Visible to the public SaTC: CORE: Frontier: Collaborative: End-to-End Trustworthiness of Machine-Learning SystemsConflict Detection Enabled

Project Details

Performance Period

Oct 01, 2018 - Sep 30, 2023

Institution(s)

University of California-San Diego

Award Number


This frontier project establishes the Center for Trustworthy Machine Learning (CTML), a large-scale, multi-institution, multi-disciplinary effort whose goal is to develop scientific understanding of the risks inherent to machine learning, and to develop the tools, metrics, and methods to manage and mitigate them. The center is led by a cross-disciplinary team developing unified theory, algorithms and empirical methods within complex and ever-evolving ML approaches, application domains, and environments. The science and arsenal of defensive techniques emerging within the center will provide the basis for building future systems in a more trustworthy and secure manner, as well as fostering a long term community of research within this essential domain of technology. The center has a number of outreach efforts, including a massive open online course (MOOC) on this topic, an annual conference, and broad-based educational initiatives. The investigators continue their ongoing efforts at broadening participation in computing via a joint summer school on trustworthy ML aimed at underrepresented groups, and by engaging in activities for high school students across the country via a sequence of webinars advertised through the She++ network and other organizations.

The center focuses on three interconnected and parallel investigative directions that represent the different classes of attacks attacking ML systems: inference attacks, training attacks, and abuses of ML. The first direction explores inference time security, namely methods to defend a trained model from adversarial inputs.

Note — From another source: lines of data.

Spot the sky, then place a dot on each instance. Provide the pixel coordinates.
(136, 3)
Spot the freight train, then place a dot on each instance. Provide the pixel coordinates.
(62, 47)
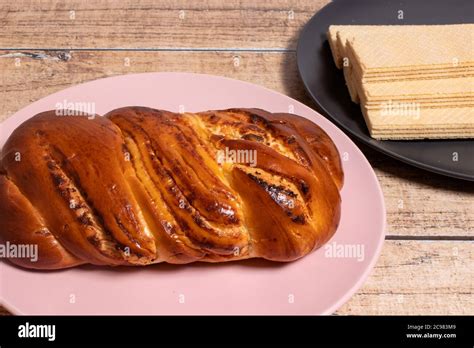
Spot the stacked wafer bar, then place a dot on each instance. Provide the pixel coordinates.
(412, 81)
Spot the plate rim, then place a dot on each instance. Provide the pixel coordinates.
(362, 277)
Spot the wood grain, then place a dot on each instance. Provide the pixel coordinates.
(154, 24)
(418, 203)
(422, 272)
(418, 277)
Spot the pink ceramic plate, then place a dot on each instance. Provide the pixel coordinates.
(316, 284)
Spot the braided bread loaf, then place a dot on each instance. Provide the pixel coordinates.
(142, 186)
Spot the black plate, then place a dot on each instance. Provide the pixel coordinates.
(325, 83)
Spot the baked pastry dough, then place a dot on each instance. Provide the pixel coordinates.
(141, 186)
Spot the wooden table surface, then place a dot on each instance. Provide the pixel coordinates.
(426, 265)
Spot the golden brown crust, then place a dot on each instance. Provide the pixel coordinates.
(141, 186)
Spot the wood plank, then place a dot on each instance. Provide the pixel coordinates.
(154, 24)
(418, 203)
(416, 277)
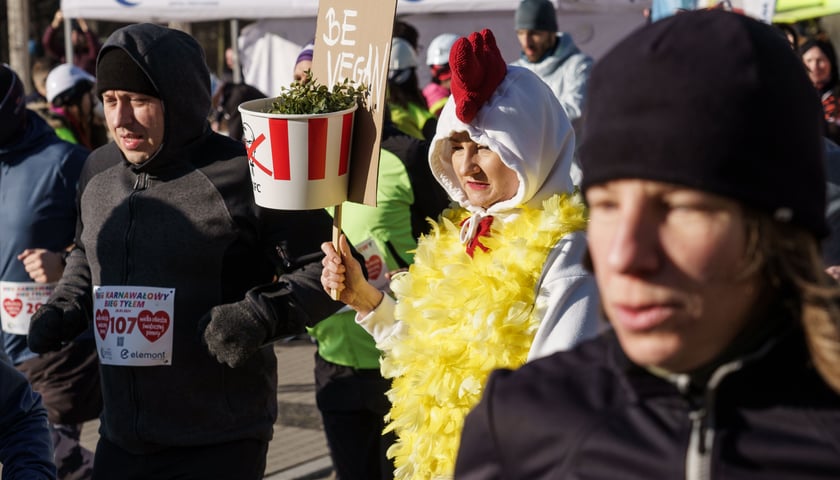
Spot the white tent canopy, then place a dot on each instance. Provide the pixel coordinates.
(267, 48)
(207, 10)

This effort emphasizes developing formally grounded measurements of robustness against adversarial examples (defenses), as well as understanding the limits and costs of attacks. The second research direction aims to develop rigorously grounded measures of robustness to attacks that corrupt the training data and new training methods that are robust to adversarial manipulation. The final direction tackles the general security implications of sophisticated ML algorithms including the potential abuses of generative ML models, such as models that generate (fake) content, as well as data mechanisms to prevent the theft of a machine learning model by an adversary who interacts with the model.